G5: Cabane de Valsorey – Cabane de Chanrion Le previsioni del tempo danno peggioramento in tarda mattinata, anticipiamo il più possibile la partenza, i rampanti agli sci aiutano a non scivolare sulla neve ghiacciata, risaliamo prima con gli sci poi coi ramponi in cordata il Glacier du Meitin. Breve discesa sul Plateau de Coluoir e risalita al Col du Sonadon. La visibilità è ancora buona ma le nuvole ci inseguono, via le pelli, si scende per il Glacier du Mont Durand. In discesa, alcuni tratti ghiacciati fra crepacci e roccette richiedono particolare attenzione, riusciamo comunque a raggiungere il fondo valle per risalire al rifugio in tempo prima che inizi a nevicare. In premio ci regaliamo un succulento piatto di pasta io e Nicolò, ed un fumante rosti, Tony. Il pomeriggio e’ dedicato al meritato riposo. Fuori nevica, ma le previsioni svizzere, che non sbagliano mai, danno bel tempo per il giorno dopo, noi ci crediamo e Nicolò sceglie con cura quale dei tre ghiacciai risalire per raggiungere la vetta della Pigne d’Arolla. Minestra. Riso al curry. Mela. Peggior cena della settimana.

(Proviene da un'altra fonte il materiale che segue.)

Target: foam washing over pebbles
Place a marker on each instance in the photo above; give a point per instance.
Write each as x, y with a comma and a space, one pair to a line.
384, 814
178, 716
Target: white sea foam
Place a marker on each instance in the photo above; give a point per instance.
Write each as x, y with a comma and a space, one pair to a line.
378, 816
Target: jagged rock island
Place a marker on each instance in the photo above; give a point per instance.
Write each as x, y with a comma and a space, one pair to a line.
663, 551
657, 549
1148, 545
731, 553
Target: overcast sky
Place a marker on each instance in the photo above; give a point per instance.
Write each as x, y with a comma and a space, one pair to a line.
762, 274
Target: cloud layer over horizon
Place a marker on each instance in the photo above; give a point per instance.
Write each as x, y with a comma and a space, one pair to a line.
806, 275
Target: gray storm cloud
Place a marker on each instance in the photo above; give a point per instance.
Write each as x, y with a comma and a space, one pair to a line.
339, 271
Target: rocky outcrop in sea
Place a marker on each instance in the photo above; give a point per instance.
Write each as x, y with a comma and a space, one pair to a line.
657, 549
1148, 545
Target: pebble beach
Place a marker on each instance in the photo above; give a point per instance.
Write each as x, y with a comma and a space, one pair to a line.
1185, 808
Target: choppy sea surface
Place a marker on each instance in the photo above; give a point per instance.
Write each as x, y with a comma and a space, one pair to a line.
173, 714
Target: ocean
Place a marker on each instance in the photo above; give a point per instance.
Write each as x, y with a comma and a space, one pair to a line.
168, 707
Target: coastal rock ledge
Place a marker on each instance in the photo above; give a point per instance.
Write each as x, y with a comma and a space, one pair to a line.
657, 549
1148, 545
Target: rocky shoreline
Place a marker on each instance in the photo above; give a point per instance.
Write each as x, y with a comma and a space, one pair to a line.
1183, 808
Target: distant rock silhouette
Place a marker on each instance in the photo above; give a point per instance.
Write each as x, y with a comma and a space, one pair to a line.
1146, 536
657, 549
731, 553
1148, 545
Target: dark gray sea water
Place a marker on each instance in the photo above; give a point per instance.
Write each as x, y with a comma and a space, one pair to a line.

G6: Cabane de Chanrion – Arolla Ultimo giorno, un po’ mi spiace ma se mi guardo allo specchio, gli occhi troppo gonfi per le notti insonni (i russatori dovrebbero proprio dormire in camere separate! magari con le guide?) mi suggeriscono che forse non sopporterei un’altra notte in rifugio, quindi raccogliamo le ultime forze per l’ultima salita del giro, quella per altro che conduce ad una cima anzichè ad un colle. Risaliamo la morena fino ad immetterci sul Glacier du Breney, ovviamente abbiamo scelto la via più breve, e questo comporta 200 m di dislivello ramponi ai piedi, ma ormai siamo esperti e guadagnare un po’ di dislivello in minor tempo fa piacere a tutti, me compresa, nonostante la fatica. E’ l’unico giorno in cui il freddo si fa sentire, l’aria e’ pungente ma sopportabile, Tony che purtroppo ha perso i guanti pesanti due giorni prima non accusa mignoli congelati! Un lungo sviluppo poi coprirà gli altri 500 m di dislivello che ci porteranno in cima alla Pigne d’Arolla, la salita e’ finita. Avvolti nelle nuvole togliamo le pelli per l’ultima volta e ci prepariamo ad una bellissima discesa. Aspettiamo che la nebbia si diradi un pochino, quanto basta per farci godere quel pendio che fatto con gambe fresche sarebbe una vera goduria, ma va bene anche cosi. Nicolò saltella una curva a destra e una a sinistra, Tony, più cauto, tiene il ritmo, io faccio quello che posso ma mi diverto tanto. La neve dell’ultimo tratto diventa pesante, ma le piste di Arolla sono vicine e qui si conclude la nostra meravigliosa sciata dell’ultimo giorno ed anche l’haute route. Mi accorgo ora di non aver mai santificato le numerose soste mangerecce che ci siamo concessi, cioccolato e frutta secca, che Tony elargiva, il mio zaino conteneva quasi esclusivamente enerviterne, quello di Nicolò, solo la corda da 60 m. Sono state piacevoli breaks, momenti di recupero e riflessione, di immagazzinamento di immagini e sensazioni. Il non aver mai citato le varie quote raggiunte, invece, non e’ stata una dimenticanza, le haute route non si misurano in vette raggiunte, ma nell’incredibile fascino di aver attraversato, con i soli sci, vallate bellissime. Ringrazio Nicolò per avermi convinto che ce l’avrei fatta e Tony aver mantenuto il mio passo!